For the PRRC the important part is in Article 15.
"3. The person responsible for regulatory compliance shall at least be responsible for ensuring that:
(a) the conformity of the devices is appropriately checked, in accordance with the quality management system under which the devices are manufactured, before a device is released;
(b) the technical documentation and the EU declaration of conformity are drawn up and kept up-to-date;

(c) the post-market surveillance obligations are complied with in accordance with Article 10(10);
(d) the reporting obligations referred to in Articles 87 to 91 are fulfilled;
(e) in the case of investigational devices, the statement referred to in Section 4.1 of Chapter II of Annex XV is issued."
While there is a responsibility to ensure conformity is checked before device release, and they have the responsibility to ensure both the DoC and its supporting documentation are there and up-to-date, it does not state that they must or should be the person signing the DoC.

This part does intuitively combine with the previous bit that efficiently speaking the PRRC is the person best suited to sign these (given that you implement the appropriate and explicit systems and delegations for it, including re-issuing it when the persons allowed to represent the company change).
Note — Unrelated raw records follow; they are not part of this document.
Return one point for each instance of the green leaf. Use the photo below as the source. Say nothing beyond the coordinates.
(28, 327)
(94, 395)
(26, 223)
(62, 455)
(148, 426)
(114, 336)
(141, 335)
However, liability-wise it does not mesh well with some styles of change control that might be employed by companies, as a DoC already signed by such a person might continue to cover a 'trivial' change that they were unable to stop (different or higher-management approved it) or are simply unaware of. So the manner of change control should be an important exploration point for any PRRC thinking of taking the role upon them, and they should lobby hard to at least see every change, if not being a veto member whose signature cannot float upwards in their temporary absence.

ps. on translations "The EU declaration of conformity must be translated into the language or languages required by the Member State in which the product is placed or made available on the market (218)." & "If a translation of the EU declaration of conformity has been produced by another economic operator and is not signed by the manufacturer, a copy of the original EU declaration of conformity signed by the manufacturer must also be provided together with the translated version."
pps. the blue guide and the referenced ISO standard already contained the expectation that the version/date of the requirement documents (regulations, standards) is specified.